The influx of a different ethnic group was real, but probably peaceful..
...as demonstrated by #linguistics & #genetics, the communities of Northern India & Pakistan are quite distinct from the #Dravidian ones of Southern India. That part is uncontroversial. The (dangerous) controversy is over what this all means. That's where #AIT comes in...
For ~3,000 years, the version of history taught in #India was that taken from the Vedas & other ancient Sanskrit texts: They refer to "Aryans" (the ancestors of the people who wrote these texts) as fighting against darker-skinned "dasas" (seen as Dravidians & adivasis)...
...and this had (and has) commonly been seen as the foundation of the caste system. The very word "varna"-- the overarching classes into which castes (jatis) are slotted-- is Sanskrit for "color."
The mythic association of color/ethnicity/race with caste has ancient roots.
...an idea that, in its American manifestation, @IsabelWilkinson explores in her excellent new book "Caste":
nytimes.com/2020/07/31/boo…
Why the controversy over "AIT?"
-For scientists, it's describing the influx of non-Dravidians as an "invasion": Vedic texts describe a violent interaction, but the archeological record doesn't support this.
-#Hindutva supporters, however, have a different objection...
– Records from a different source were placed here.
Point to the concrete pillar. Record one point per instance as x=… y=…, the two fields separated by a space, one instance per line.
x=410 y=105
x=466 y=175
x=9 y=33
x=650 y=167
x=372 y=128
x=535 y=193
THAT is why any discussion of #AIT goes down some dangerous rabbit-holes: it combines two very different arguments, one supported by science (the people of the Vedas came from outside the subcontinent, but didn't "invade"), one not (this people didn't "come from" outside)...
...This doesn't even touch the whole question of what to call the people described as "Aryans" in the Sanskrit texts: The term & its underlying premise got twisted by 19th century European race-theorists (and, of course, horribly appropriated by Nazis in the 20th century)...
...How to describe the historical people who wrote the Vedas is a topic far too long for Twitter. And #AIT tends to confuse the issue rather than explain it.
But @AshaRangappa_ 's points about #caste, #ethnicity, #race & the construct of #whiteness remain valid & vital.